Article

Freshman Survey

MARCH 1978
Article
Freshman Survey
MARCH 1978

Much of freshman orientation week is spent taking tests — some concerning knowledge of English or mathematics, some concerning more personal subjects. The American Council on Education and UCLA recently published the results of a test taken by the Dartmouth Class of '81, along with freshmen from 250 other four-year colleges.

The results are predictable: The Dartmouth freshmen have higher grades, different plans for the future, more liberal attitudes, and come from families with larger incomes than do most of the other students.

For example, 36 per cent of the Dartmouth freshmen, compared to 25 per cent of the freshmen from other colleges, described their political orientation as liberal. Almost 40 per cent of the Dartmouth students said their average grade in high school was A or A-plus, while only ten per cent of the others could make that claim. Thirty per cent of the Class of '81 at Dartmouth, and six per cent of the other freshmen, estimated their parents' incomes to be more than $50,000. The fathers of almost half the Dartmouth freshmen (and the mothers of 21 per cent) hold graduate degrees.

The Dartmouth freshmen trailed in some categories, however. On the average, more students from other institutions can type 40 words per minute, use a sewing machine, and bake a cake from scratch. On the other hand, more Dartmouth freshmen claimed to be able to sight-read piano music, score a tennis match, differentiate stocks and bonds, and do at least 15 pushups.

Only about two and a half per cent of the freshmen at Dartmouth and other schools said they had come to college because they had "nothing better to do."

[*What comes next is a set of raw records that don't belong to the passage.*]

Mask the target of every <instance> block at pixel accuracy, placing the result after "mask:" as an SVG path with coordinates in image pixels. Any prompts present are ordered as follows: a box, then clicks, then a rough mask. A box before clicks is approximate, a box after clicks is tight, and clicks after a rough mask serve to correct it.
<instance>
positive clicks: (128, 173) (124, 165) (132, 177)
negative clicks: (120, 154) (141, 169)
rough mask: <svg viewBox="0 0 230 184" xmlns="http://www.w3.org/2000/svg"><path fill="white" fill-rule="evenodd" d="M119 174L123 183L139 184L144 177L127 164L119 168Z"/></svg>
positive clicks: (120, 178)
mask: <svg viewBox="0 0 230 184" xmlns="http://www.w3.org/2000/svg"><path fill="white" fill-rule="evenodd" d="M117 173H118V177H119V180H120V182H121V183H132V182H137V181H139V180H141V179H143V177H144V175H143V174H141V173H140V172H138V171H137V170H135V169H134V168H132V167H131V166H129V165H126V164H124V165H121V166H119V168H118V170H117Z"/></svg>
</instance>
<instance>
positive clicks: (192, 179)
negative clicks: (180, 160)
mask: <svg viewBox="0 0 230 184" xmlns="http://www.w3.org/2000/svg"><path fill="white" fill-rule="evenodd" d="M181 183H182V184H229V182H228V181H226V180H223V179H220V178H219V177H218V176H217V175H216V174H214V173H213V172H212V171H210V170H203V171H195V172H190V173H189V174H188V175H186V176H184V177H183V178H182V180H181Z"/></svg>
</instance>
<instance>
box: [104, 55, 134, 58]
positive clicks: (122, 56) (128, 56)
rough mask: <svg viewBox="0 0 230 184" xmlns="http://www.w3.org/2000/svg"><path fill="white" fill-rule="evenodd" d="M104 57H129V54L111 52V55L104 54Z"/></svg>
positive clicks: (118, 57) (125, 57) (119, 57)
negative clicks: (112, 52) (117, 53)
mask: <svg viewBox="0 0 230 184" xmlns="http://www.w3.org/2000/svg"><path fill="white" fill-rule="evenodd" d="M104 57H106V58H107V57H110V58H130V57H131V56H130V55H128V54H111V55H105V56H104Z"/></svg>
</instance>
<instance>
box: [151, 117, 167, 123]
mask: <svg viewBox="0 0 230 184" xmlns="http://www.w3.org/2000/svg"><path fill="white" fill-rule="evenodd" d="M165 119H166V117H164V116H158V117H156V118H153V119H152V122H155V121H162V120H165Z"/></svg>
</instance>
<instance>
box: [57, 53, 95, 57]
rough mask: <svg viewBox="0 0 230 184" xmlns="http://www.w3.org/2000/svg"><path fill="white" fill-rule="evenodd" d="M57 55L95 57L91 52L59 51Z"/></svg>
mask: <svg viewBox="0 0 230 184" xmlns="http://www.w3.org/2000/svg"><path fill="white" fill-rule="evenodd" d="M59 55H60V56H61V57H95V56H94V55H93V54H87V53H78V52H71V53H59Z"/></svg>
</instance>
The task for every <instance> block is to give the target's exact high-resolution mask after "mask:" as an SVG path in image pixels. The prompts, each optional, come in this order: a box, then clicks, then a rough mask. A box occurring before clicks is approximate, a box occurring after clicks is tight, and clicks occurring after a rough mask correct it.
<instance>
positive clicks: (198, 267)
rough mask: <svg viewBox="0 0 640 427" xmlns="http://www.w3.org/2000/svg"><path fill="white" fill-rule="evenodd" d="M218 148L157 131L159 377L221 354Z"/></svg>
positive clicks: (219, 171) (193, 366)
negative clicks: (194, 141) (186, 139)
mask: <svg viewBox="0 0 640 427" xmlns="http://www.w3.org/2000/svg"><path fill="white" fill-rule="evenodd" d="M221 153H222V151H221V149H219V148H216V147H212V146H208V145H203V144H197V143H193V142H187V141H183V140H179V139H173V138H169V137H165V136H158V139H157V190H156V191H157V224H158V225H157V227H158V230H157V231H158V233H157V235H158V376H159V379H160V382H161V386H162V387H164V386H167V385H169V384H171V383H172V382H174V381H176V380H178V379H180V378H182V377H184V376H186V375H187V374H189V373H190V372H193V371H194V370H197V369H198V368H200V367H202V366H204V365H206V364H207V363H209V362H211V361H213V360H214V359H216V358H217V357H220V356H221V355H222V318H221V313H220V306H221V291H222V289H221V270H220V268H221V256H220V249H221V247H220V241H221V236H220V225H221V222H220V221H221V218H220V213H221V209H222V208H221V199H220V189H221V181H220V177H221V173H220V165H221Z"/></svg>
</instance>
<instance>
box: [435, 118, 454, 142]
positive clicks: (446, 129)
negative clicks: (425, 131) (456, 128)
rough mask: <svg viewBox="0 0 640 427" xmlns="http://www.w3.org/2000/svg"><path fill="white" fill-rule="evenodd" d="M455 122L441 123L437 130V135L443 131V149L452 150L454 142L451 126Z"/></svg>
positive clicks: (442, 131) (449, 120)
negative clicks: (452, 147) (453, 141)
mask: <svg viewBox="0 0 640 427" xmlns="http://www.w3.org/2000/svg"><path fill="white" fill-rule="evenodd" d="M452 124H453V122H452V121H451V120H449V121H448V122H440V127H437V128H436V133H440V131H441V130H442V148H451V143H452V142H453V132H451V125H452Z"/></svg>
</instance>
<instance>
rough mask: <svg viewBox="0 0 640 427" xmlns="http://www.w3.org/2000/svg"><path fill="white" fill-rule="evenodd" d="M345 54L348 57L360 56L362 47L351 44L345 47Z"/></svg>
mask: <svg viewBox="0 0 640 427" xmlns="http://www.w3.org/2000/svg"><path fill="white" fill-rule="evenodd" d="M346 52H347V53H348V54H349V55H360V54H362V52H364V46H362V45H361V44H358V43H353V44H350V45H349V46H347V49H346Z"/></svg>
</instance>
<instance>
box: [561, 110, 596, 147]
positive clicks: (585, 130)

What are their plans for the future? No freshmen at Dartmouth, and less than one per cent of the freshmen anywhere else, expect to become full-time homemakers or interior decorators. The largest group — 18 per cent at Dartmouth and 11 per cent elsewhere — are undecided about their future careers. Nine per cent of the Dartmouth students want to become business executives, 16 per cent lawyers, and 17 per cent doctors. Almost 60 per cent of all students thought that raising a family was very important.

Some objectives that the groups rated differently were: obtaining wealth (fewer students at Dartmouth than at other schools thought it was essential), developing a philosophy of life (more Dartmouth students rated it highly), and promoting racial understanding (again, more students at Dartmouth considered it a very important objective).

Although there were not any glaring variations in the answers that male and female Dartmouth freshmen gave, we were struck by the fact that more women than men earned A's in high school, more women's mothers and fathers possessed graduate degrees, fewer women thought that raising a family was essential, and fewer were in favor of casual sexual relationships.

We aren't sure how important the 15 pages of test results are, but we'd be willing to make a guess, based on our own experience, that some of the future-plans-and-aspirations questions might be answered differently by the same group when they're seniors. During four years at Dartmouth we wrote home about at least a dozen different "definite" careers and changed our major almost as many times. We also learned how to bake a cake from scratch, but we still can't score a tennis match.